It’s important to note that the tracking data contains the entire runtime of the play, including all of the dead time prior to the line being set, and in some cases even the team celebrations after a touchdown is scored. So let’s first find the ‘frame interval’ of the play:
first_frame <- play_data %>%
filter(event == "line_set") %>%
distinct(frame) %>%
slice_max(frame) %>%
pull()
final_frame <- play_data %>%
filter(event == "tackle" | event == "touchdown" | event == "out_of_bounds") %>%
distinct(frame) %>%
slice_max(frame) %>%
pull()
first_frame
## [1] 113
final_frame
## [1] 270
Now that we’ve got a better idea of the interval in which the play takes place, let’s visualize it.
plot_play_frame(play_data_ = play_data, frame_ = 180)
plot_play_frame()
also has a velocities_
parameter, which, when set
to TRUE
, adds the players’ velocity vectors to the plot.
plot_play_frame(play_data_ = play_data, frame_ = 200, velocities_ = T)
In past Big Data Bowls, some of the top submissions borrowed a concept
from soccer called “pitch control.” Pitch control models aim to quantify
the areas of the field that players/teams control; an example of a basic
pitch control model is Voronoi tessellation.
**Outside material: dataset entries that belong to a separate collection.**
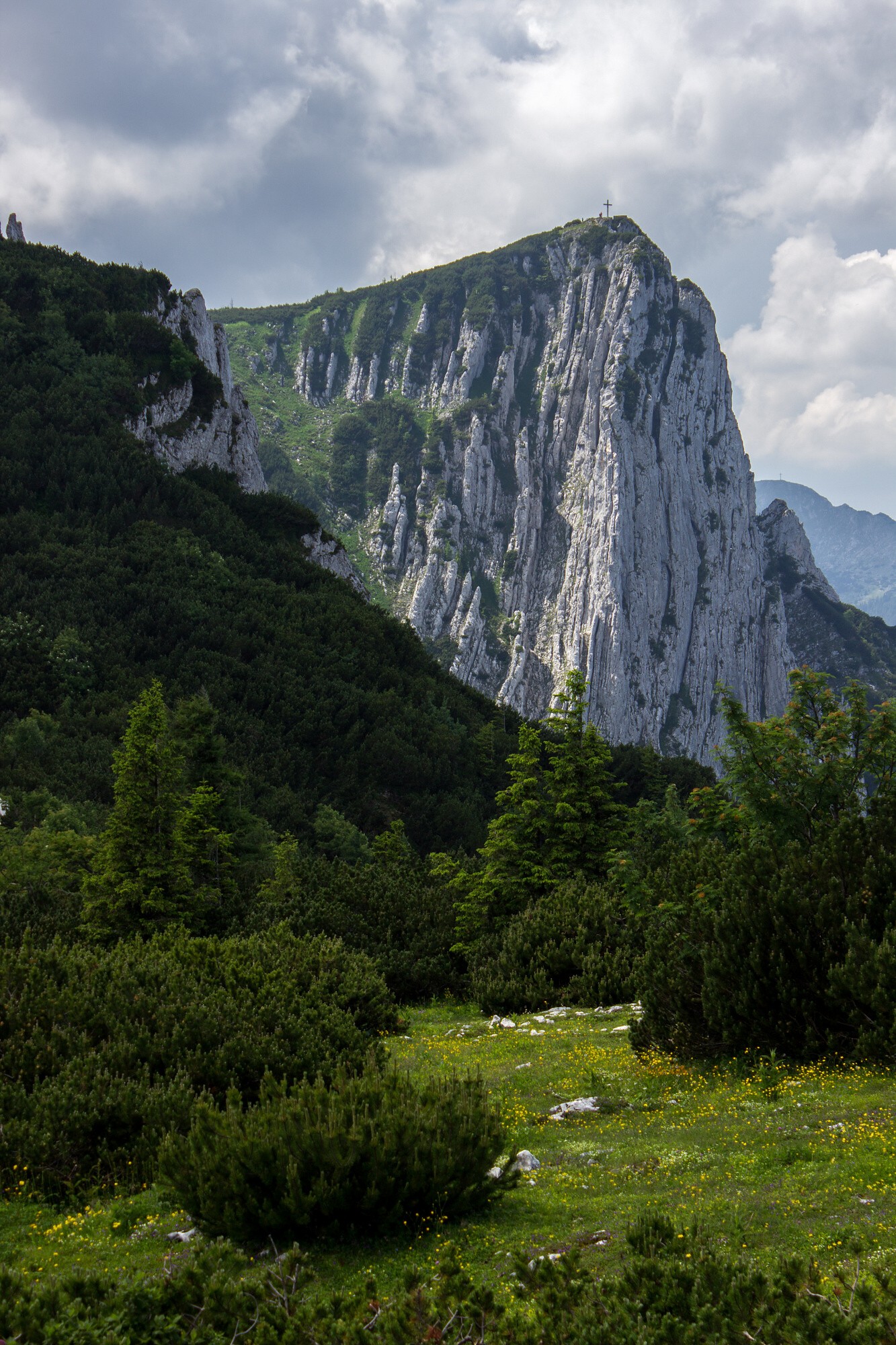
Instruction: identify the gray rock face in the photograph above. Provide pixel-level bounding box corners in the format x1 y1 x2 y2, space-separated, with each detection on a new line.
289 218 792 760
756 482 896 625
301 527 370 600
126 289 268 494
756 499 840 607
We can use the voronoi_
argument to add a Voronoi layer to play frame
plots:
plot_play_frame(play_data_ = play_data, frame_ = 220, velocities_ = F, voronoi_ = T)
The final in-built function we can use is plot_play_sequence()
, which
plots n_
number of frames between a first_frame_
and final_frame_
at evenly spaced
intervals:
plot_play_sequence(play_data, first_frame_ = first_frame, final_frame_ = final_frame, n_ = 6, velocities_ = T, voronoi_ = T)
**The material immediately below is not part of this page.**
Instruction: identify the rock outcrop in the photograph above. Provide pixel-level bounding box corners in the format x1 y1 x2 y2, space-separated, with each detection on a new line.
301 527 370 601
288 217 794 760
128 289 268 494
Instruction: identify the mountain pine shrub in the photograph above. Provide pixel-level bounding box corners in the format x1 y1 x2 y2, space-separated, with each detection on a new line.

The next step in visualizing a play is animation. Rather than just animating the data as-is, let’s transform it a bit. In our animation, we’re going to highlight the fastest player on each team at every frame of the play.
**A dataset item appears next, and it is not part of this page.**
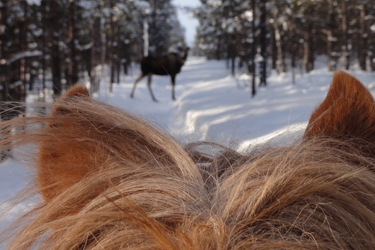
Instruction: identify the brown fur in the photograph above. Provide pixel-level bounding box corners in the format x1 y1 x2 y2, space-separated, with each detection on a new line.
1 72 375 249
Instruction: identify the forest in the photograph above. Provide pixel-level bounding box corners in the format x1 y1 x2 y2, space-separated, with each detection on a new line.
0 0 375 120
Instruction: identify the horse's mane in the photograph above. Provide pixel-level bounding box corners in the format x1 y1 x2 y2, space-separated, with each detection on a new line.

First, we’ll reduce the dataset, split it up into player and ball data, and grab some details.
# * reduce dataset ----
reduced_play_data <- play_data %>% filter(frame >= first_frame, frame <= final_frame+10)
# * get play details ----
play_desc <- reduced_play_data$playDescription %>% .[1]
play_dir <- reduced_play_data$playDirection %>% .[1]
yards_togo <- reduced_play_data$yardsToGo %>% .[1]
los <- reduced_play_data$absoluteYardlineNumber %>% .[1]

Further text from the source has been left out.